PDF(Pubmed)
Abstract:
In Saccharomyces cerevisiae, the forkhead (Fkh) transcription factor Fkh1 (forkhead homolog) enhances the activity of many DNA replication origins that act in early S-phase (early origins). Current models posit that Fkh1 acts directly to promote these origins\' activity by binding to origin-adjacent Fkh1 binding sites (FKH sites).

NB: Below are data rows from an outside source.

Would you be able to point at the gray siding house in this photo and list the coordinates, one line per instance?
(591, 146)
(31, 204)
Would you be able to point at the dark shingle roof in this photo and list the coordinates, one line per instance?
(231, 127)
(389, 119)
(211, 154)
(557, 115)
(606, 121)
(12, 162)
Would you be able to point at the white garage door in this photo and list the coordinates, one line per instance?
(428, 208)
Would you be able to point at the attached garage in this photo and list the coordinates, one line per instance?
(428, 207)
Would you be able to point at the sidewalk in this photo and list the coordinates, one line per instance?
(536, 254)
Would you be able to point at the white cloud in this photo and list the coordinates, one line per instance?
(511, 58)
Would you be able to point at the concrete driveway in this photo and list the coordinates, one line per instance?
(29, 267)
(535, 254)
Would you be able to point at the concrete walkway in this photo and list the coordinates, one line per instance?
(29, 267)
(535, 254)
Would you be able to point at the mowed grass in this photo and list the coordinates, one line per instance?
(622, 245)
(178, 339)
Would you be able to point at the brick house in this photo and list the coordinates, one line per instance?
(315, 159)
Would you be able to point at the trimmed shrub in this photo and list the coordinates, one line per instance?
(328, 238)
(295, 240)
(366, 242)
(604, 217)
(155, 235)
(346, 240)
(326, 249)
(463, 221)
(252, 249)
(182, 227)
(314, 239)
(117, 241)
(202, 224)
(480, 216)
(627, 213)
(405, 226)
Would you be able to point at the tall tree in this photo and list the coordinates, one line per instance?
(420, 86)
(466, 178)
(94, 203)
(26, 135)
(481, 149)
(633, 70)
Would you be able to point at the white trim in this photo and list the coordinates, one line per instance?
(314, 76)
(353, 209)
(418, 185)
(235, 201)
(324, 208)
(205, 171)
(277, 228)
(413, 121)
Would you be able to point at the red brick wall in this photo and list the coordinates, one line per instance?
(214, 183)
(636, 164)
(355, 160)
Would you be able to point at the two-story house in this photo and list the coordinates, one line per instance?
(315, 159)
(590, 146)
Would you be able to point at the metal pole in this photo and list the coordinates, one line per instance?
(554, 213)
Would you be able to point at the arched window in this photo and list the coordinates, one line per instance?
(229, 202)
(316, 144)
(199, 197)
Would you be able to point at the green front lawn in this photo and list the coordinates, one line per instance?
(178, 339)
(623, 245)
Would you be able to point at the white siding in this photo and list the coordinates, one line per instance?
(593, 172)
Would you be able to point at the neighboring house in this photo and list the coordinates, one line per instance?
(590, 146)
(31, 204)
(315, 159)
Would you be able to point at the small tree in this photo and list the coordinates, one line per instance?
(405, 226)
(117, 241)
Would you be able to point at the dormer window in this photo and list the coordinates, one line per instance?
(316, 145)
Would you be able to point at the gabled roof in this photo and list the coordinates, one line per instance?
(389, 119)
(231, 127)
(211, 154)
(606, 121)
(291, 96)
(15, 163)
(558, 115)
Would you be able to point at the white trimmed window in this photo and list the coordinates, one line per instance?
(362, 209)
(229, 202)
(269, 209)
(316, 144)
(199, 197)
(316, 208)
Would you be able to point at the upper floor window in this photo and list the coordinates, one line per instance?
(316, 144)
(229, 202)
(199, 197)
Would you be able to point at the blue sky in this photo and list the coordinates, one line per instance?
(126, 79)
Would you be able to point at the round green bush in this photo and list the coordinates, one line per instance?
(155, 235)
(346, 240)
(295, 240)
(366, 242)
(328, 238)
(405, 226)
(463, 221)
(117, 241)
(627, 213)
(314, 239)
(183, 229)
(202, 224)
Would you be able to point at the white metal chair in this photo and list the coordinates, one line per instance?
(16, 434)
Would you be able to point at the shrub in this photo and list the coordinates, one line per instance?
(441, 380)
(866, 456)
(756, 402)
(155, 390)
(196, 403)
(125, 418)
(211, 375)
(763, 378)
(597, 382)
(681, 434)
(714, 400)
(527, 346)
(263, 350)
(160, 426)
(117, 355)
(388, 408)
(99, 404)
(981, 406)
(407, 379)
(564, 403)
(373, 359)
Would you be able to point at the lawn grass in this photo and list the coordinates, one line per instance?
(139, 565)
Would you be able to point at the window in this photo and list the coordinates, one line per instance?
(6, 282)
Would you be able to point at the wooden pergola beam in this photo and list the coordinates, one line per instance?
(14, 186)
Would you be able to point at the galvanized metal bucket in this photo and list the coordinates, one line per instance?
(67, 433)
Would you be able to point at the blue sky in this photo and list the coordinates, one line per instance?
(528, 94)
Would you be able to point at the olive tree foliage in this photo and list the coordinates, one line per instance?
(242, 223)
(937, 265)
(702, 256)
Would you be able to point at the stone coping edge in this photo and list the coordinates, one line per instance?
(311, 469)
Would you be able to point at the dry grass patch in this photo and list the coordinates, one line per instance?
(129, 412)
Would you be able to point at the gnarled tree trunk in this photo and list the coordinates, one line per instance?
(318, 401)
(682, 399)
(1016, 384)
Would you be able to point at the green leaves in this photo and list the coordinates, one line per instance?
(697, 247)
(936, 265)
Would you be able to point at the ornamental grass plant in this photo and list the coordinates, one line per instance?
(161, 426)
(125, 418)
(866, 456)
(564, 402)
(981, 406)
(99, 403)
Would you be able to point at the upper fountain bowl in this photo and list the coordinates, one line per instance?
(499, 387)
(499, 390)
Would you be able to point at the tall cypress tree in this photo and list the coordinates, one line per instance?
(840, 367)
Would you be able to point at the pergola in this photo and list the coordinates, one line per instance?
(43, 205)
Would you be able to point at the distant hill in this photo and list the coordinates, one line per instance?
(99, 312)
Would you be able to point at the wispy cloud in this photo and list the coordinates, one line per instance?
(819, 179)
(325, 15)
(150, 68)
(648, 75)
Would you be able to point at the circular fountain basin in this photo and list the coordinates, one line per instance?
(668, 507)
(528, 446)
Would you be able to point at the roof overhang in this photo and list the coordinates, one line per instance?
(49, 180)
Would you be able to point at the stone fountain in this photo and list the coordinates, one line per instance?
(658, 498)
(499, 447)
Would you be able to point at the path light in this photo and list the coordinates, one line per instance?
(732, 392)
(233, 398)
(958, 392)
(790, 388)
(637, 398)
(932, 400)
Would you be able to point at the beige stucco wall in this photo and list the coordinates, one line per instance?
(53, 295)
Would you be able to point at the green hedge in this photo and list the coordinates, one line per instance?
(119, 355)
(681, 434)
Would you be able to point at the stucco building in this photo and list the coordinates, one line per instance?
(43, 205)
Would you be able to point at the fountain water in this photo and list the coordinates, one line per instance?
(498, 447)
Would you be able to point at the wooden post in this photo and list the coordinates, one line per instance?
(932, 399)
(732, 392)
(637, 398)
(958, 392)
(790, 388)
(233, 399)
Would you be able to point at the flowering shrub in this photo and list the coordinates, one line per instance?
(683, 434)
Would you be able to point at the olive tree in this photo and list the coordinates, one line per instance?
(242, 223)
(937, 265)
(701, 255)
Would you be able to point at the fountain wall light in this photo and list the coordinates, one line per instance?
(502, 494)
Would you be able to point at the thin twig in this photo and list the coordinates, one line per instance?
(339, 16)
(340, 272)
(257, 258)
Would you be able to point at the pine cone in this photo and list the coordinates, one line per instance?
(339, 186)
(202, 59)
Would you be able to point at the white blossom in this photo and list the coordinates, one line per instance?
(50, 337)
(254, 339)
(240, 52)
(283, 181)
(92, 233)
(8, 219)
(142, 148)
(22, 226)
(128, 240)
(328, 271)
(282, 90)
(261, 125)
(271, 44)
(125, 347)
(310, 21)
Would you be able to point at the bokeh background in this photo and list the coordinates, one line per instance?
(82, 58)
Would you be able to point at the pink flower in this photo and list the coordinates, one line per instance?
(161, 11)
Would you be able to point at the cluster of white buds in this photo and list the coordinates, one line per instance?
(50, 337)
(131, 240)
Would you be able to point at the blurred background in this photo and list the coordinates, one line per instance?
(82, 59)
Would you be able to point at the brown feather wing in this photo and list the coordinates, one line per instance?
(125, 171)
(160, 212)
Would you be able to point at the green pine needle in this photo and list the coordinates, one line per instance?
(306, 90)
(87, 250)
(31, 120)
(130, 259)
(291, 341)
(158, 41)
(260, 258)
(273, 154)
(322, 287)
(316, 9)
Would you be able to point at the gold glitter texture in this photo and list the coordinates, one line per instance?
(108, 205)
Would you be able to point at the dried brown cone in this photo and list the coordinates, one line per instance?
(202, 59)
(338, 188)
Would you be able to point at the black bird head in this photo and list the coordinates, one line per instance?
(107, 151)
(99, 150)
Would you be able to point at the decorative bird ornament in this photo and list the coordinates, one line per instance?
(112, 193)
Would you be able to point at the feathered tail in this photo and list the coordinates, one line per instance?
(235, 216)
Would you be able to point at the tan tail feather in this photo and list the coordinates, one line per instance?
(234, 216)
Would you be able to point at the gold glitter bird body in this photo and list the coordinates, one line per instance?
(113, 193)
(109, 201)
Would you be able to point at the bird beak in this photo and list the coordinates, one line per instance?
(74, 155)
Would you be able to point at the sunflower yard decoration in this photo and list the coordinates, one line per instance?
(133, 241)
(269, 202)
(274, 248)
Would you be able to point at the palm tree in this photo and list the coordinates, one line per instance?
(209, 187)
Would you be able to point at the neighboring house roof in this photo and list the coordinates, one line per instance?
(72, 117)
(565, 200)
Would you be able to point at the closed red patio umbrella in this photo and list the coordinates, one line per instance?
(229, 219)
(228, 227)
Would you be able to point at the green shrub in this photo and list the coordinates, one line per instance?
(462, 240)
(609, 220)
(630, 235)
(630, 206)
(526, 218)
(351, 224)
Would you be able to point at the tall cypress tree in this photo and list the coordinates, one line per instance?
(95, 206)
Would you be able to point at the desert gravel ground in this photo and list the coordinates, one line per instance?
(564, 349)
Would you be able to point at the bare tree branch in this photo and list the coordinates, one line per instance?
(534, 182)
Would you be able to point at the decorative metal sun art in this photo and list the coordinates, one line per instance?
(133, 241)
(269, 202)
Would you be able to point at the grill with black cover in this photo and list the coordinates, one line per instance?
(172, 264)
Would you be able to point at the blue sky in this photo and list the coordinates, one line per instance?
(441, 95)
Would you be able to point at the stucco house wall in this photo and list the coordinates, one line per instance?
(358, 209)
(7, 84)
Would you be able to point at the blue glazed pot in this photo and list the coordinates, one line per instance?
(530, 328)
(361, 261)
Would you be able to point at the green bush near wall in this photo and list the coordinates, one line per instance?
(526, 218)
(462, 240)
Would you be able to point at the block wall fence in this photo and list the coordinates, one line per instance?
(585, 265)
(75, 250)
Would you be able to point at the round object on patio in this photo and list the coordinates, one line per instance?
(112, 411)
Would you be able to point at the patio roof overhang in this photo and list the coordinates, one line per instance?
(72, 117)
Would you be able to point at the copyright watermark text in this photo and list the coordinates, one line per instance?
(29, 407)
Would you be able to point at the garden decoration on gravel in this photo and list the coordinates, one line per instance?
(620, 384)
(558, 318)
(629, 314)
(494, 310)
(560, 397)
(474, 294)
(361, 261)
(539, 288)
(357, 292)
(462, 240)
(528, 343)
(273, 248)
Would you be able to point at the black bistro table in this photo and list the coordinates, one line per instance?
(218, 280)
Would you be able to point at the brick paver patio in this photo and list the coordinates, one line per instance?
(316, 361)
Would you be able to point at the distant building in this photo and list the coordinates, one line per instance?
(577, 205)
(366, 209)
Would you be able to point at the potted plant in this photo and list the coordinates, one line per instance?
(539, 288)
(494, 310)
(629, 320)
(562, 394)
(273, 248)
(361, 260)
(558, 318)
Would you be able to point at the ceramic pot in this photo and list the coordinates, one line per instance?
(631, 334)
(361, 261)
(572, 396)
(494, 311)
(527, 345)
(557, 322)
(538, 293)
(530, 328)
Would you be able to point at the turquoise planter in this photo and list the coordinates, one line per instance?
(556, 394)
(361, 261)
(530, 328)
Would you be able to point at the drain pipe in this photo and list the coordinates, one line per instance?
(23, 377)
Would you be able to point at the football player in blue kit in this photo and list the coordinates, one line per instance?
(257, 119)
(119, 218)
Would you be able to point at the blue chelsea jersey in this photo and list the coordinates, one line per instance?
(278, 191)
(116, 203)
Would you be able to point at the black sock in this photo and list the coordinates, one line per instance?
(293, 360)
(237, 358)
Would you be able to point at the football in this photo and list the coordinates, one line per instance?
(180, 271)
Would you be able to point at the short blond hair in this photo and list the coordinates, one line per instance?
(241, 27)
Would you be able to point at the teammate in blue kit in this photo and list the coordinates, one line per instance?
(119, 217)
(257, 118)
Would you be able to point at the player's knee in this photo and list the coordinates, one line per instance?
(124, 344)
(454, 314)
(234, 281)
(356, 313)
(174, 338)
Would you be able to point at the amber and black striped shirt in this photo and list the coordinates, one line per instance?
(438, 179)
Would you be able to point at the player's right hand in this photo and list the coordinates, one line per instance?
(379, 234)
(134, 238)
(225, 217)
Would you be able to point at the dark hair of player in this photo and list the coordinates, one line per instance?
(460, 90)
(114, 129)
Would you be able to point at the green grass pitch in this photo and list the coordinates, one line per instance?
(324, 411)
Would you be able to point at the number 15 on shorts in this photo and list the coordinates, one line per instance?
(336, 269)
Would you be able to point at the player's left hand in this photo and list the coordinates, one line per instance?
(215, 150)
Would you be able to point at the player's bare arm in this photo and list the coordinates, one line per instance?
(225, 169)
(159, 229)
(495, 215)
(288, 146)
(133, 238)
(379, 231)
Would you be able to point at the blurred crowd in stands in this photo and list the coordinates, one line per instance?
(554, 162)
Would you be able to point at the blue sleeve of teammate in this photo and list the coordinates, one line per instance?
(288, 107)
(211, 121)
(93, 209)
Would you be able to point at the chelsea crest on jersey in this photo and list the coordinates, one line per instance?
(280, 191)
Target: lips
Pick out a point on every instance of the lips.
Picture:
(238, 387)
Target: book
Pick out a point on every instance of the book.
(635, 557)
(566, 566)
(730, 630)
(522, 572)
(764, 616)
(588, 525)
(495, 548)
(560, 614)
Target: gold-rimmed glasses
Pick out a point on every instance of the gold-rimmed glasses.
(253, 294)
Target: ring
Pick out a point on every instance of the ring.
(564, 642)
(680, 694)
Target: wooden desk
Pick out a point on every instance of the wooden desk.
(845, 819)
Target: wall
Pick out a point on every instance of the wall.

However, the post-DNA binding functions that Fkh1 uses to promote early origin activity are poorly understood. Fkh1 contains a conserved FHA (forkhead associated) domain, a protein-binding module with specificity for phosphothreonine (pT)-containing partner proteins. At a small subset of yeast origins, the Fkh1-FHA domain enhances the ORC (origin recognition complex)-origin binding step, the G1-phase event that initiates the origin cycle. However, the importance of the Fkh1-FHA domain to either chromosomal replication or ORC-origin interactions at genome scale is unclear. Here, S-phase SortSeq experiments were used to compare genome replication in proliferating FKH1 and fkh1-R80A mutant cells. The Fkh1-FHA domain promoted the activity of ≈ 100 origins that act in early to mid- S-phase, including the majority of centromere-associated origins, while simultaneously inhibiting ≈ 100 late origins. Thus, in the absence of a functional Fkh1-FHA domain, the temporal landscape of the yeast genome was flattened. Origins are associated with a positioned nucleosome array that frames a nucleosome depleted region (NDR) over the origin, and ORC-origin binding is necessary but not sufficient for this chromatin organization. To ask whether the Fkh1-FHA domain had an impact on this chromatin architecture at origins, ORC ChIPSeq data generated from proliferating cells and MNaseSeq data generated from G1-arrested and proliferating cell populations were assessed. Origin groups that were differentially regulated by the Fkh1-FHA domain were characterized by distinct effects of this domain on ORC-origin binding and G1-phase chromatin. Thus, the Fkh1-FHA domain controlled the distinct chromatin architecture at early origins in G1-phase and regulated origin activity in S-phase.
摘要:
在酿酒酵母中,叉头(Fkh)转录因子Fkh1(叉头同源物)增强了许多在S期早期(早期起源)起作用的DNA复制起点的活性。目前的模型认为,Fkh1通过与邻近起源的Fkh1结合位点(FKH位点)结合而直接促进这些起源的活性。然而,Fkh1用于促进早期起源活性的后DNA结合功能知之甚少。Fkh1包含一个保守的FHA(叉头关联)域,对含磷酸苏氨酸(pT)的配偶体蛋白具有特异性的蛋白质结合模块。在一小部分酵母起源中,Fkh1-FHA结构域增强了ORC(起源识别复合物)-起源结合步骤,启动原点循环的G1阶段事件。然而,Fkh1-FHA结构域在基因组规模上对染色体复制或ORC-起点相互作用的重要性尚不清楚.这里,S期SortSeq实验用于比较增殖的FKH1和fkh1-R80A突变细胞中的基因组复制。Fkh1-FHA结构域促进了约100个起源的活性,这些起源在早期到中期S期起作用,包括大多数与着丝粒相关的起源,同时抑制≈100个晚期起源。因此,在没有功能性Fkh1-FHA结构域的情况下,酵母基因组的时间景观变平了。起源与定位的核小体阵列相关,该核小体阵列在起源上框住核小体耗尽区(NDR),和ORC起源结合对于这种染色质组织是必需的,但不是足够的。为了询问Fkh1-FHA结构域是否对起源的染色质结构有影响,评估从增殖细胞产生的ORC-ChIPSeq数据和从G1-阻滞和增殖的细胞群体产生的MNaseSeq数据。受Fkh1-FHA结构域差异调节的起源组的特征在于该结构域对ORC起源结合和G1期染色质的不同影响。因此,Fkh1-FHA结构域在G1期的早期起源控制着独特的染色质结构,在S期调控着起源活性。